AlphaZero trained itself & in 4 hours destroyed Stockfish 28W-0L-72D!
You can read the academic paper here:
DeepMind’s AI became a superhuman chess player in a few hours, just for fun
The descendant of DeepMind’s world champion Go program stretches its muscles in a new domain
by James Vincent Dec 6, 2017, 8:11am EST
The end-game for Google’s AI subsidiary DeepMind was never beating people at board games. It’s always been about creating something akin to a combustion engine for intelligence — a generic thinking machine that can be applied to a broad range of challenges. The company is still a long way off achieving this goal, but new research published by its scientists this week suggests they’re at least headed down the right path.

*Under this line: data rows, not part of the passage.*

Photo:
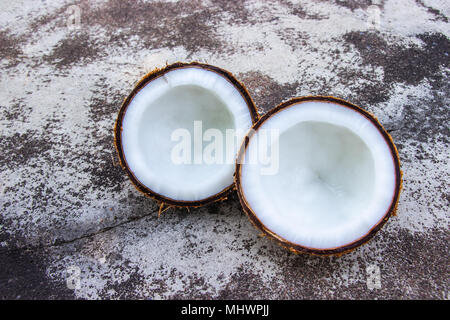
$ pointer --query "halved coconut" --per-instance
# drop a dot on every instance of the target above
(334, 176)
(182, 101)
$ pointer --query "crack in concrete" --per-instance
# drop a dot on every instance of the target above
(58, 242)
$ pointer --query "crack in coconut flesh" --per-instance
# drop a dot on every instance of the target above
(173, 99)
(338, 177)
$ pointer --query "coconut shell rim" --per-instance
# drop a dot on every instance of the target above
(153, 75)
(296, 248)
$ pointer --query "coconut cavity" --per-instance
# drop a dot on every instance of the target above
(336, 177)
(168, 125)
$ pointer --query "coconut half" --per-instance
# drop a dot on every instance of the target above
(192, 98)
(337, 180)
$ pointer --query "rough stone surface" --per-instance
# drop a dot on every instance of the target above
(66, 206)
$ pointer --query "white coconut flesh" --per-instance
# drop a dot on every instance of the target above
(175, 101)
(336, 177)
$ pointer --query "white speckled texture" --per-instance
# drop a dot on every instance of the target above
(65, 202)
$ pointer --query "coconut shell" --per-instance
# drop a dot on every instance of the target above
(302, 249)
(165, 201)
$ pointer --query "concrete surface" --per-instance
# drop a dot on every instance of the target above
(72, 226)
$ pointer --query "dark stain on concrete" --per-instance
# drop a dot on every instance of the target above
(16, 111)
(245, 284)
(19, 148)
(407, 65)
(354, 4)
(11, 50)
(265, 91)
(439, 16)
(78, 47)
(156, 24)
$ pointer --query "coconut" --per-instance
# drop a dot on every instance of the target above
(173, 103)
(337, 178)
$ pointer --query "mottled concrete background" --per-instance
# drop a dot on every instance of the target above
(71, 224)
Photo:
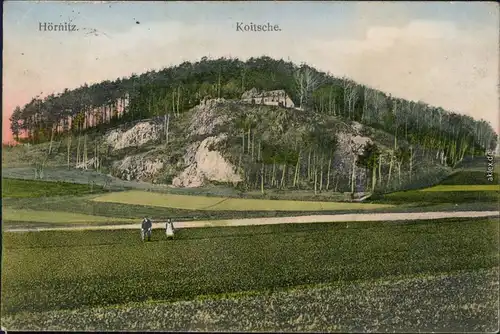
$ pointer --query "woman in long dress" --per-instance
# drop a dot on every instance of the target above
(169, 229)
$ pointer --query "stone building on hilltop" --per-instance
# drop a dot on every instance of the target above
(270, 98)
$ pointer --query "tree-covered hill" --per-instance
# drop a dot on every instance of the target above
(269, 146)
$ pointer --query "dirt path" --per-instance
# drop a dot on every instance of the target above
(359, 217)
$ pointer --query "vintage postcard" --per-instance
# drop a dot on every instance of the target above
(250, 166)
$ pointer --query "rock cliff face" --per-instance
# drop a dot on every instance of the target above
(138, 167)
(140, 134)
(203, 163)
(200, 162)
(206, 165)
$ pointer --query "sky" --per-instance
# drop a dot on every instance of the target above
(443, 53)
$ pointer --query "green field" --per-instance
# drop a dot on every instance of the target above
(227, 204)
(470, 188)
(22, 215)
(470, 177)
(428, 303)
(45, 271)
(16, 188)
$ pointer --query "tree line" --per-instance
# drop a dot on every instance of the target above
(433, 131)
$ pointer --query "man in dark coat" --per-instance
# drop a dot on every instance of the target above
(146, 228)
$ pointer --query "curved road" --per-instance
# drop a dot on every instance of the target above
(356, 217)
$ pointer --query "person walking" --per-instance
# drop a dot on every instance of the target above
(169, 229)
(146, 228)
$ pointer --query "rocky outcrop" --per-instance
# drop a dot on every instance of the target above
(206, 165)
(140, 134)
(205, 118)
(138, 167)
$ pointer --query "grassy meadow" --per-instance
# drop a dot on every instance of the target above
(45, 271)
(135, 197)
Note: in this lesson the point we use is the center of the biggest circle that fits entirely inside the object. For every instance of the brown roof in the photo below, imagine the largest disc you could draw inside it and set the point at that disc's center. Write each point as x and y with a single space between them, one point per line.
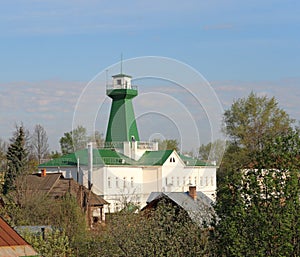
11 243
55 185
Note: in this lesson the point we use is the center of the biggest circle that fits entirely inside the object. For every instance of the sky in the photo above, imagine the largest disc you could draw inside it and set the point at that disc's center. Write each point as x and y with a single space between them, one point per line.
51 50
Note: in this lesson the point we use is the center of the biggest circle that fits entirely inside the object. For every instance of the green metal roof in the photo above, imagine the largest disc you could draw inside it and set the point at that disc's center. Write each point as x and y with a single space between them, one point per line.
103 157
100 157
153 158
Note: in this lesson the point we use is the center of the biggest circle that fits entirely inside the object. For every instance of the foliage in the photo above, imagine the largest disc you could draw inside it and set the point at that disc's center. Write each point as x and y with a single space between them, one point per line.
54 155
250 123
165 232
39 142
16 159
259 207
250 120
52 243
212 151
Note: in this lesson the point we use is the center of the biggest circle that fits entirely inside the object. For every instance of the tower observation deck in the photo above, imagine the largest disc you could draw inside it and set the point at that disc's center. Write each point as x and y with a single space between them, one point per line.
122 125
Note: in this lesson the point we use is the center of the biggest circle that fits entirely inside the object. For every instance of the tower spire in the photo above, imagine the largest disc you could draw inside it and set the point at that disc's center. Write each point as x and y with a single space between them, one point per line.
121 63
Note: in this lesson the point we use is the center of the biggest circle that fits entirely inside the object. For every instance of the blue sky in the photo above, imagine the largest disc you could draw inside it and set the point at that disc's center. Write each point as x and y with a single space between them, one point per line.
51 49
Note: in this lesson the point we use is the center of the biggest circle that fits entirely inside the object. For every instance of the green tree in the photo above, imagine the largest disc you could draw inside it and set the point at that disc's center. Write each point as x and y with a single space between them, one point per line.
52 243
16 159
250 123
167 231
39 141
212 151
258 207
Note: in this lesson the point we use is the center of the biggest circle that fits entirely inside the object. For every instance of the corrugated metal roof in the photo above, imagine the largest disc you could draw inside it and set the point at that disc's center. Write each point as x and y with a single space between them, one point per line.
199 210
153 158
55 185
12 244
190 161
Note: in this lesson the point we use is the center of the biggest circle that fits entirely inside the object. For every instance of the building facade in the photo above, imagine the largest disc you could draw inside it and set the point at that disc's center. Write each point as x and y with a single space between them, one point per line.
126 170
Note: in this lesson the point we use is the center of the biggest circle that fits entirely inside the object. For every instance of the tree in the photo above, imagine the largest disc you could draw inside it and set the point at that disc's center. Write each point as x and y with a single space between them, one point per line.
73 140
258 207
212 151
251 120
250 123
167 231
39 141
16 159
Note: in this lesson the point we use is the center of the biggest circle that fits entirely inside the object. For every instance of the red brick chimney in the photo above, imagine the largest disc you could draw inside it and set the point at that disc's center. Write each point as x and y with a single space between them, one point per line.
43 173
193 192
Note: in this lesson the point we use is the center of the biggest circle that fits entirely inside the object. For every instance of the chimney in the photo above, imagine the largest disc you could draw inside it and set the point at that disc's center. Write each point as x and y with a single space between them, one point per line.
43 173
90 165
193 192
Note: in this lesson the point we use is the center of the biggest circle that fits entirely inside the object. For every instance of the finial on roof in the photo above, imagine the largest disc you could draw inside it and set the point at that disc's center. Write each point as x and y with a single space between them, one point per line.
121 63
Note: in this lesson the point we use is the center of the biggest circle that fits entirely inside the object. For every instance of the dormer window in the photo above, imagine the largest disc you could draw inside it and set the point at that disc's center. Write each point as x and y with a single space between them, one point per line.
172 159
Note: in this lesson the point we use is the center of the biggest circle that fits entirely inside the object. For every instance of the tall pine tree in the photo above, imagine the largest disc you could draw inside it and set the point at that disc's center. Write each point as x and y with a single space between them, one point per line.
16 159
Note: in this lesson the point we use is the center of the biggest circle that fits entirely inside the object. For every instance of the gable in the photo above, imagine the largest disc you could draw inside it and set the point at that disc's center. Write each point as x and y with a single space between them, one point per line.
154 158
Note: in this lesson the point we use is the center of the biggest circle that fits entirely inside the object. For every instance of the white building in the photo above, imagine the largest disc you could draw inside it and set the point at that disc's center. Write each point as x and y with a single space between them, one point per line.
127 170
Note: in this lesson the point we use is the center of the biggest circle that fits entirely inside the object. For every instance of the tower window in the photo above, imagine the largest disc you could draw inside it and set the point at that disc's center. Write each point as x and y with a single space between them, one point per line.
124 182
108 182
131 182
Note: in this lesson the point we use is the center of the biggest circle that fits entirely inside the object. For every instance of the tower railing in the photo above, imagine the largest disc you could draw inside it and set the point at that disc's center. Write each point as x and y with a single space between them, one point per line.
143 145
122 86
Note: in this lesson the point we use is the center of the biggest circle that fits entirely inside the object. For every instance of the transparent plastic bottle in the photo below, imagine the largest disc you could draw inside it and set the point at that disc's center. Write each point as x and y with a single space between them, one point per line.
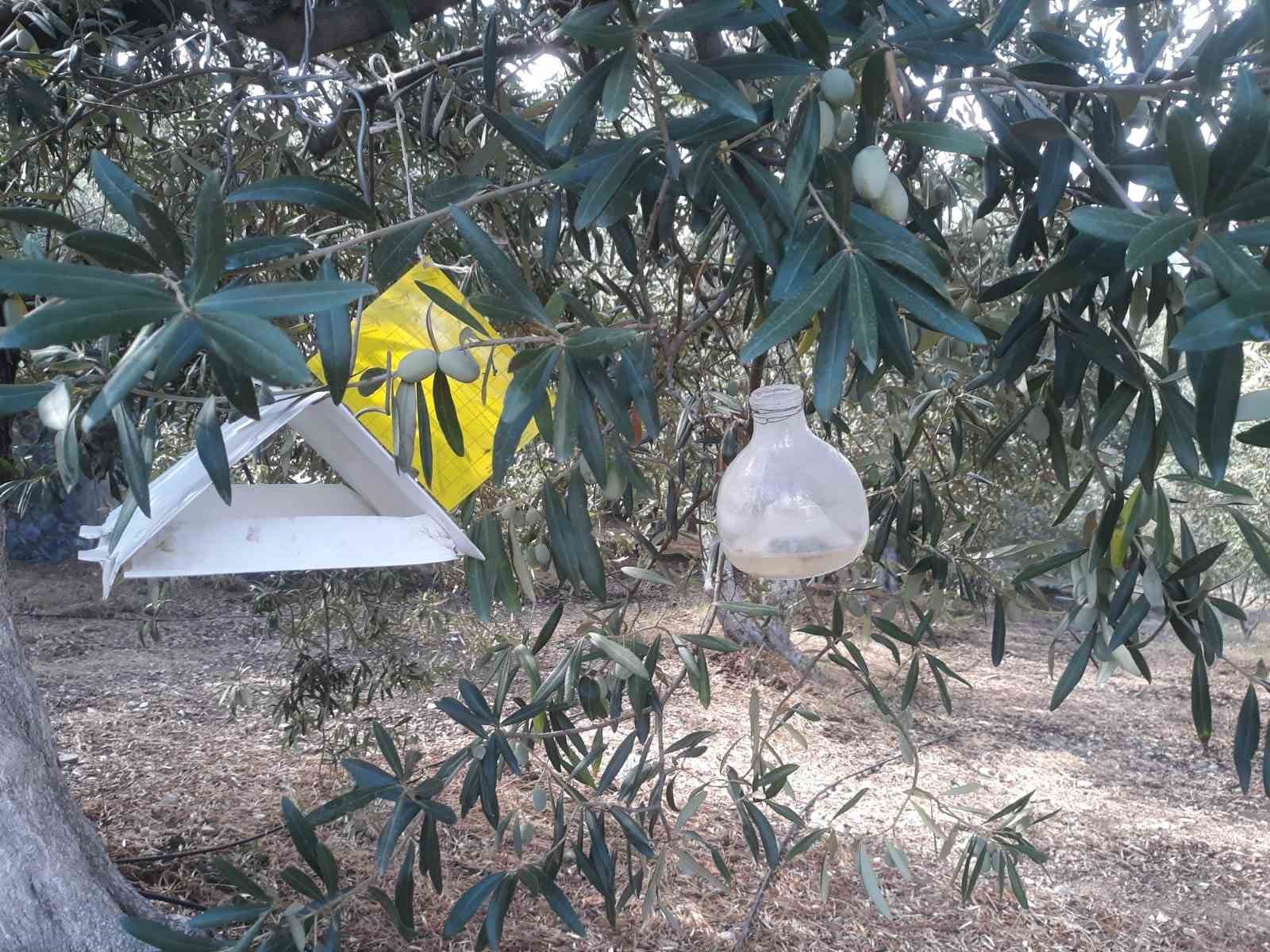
791 505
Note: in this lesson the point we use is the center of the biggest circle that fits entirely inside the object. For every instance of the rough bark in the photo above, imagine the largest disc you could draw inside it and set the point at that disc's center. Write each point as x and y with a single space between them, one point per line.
59 890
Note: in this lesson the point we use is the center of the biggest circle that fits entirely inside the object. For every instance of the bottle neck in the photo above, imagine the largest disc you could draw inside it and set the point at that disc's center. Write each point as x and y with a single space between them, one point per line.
775 425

In the paper, DeepMind describes how a descendant of the AI program that first conquered the board game Go has taught itself to play a number of other games at a superhuman level. After eight hours of self-play, the program bested the AI that first beat the human world Go champion; and after four hours of training, it beat the current world champion chess-playing program, Stockfish. Then for a victory lap, it trained for just two hours and polished off one of the world’s best shogi-playing programs named Elmo (shogi being a Japanese version of chess that’s played on a bigger board).
FOR EACH GAME, THE AI PROGRAM TAUGHT ITSELF HOW TO PLAY
One of the key advances here is that the new AI program, named AlphaZero, wasn’t specifically designed to play any of these games. In each case, it was given some basic rules (like how knights move in chess, and so on) but was programmed with no other strategies or tactics. It simply got better by playing itself over and over again at an accelerated pace — a method of training AI known as “reinforcement learning.”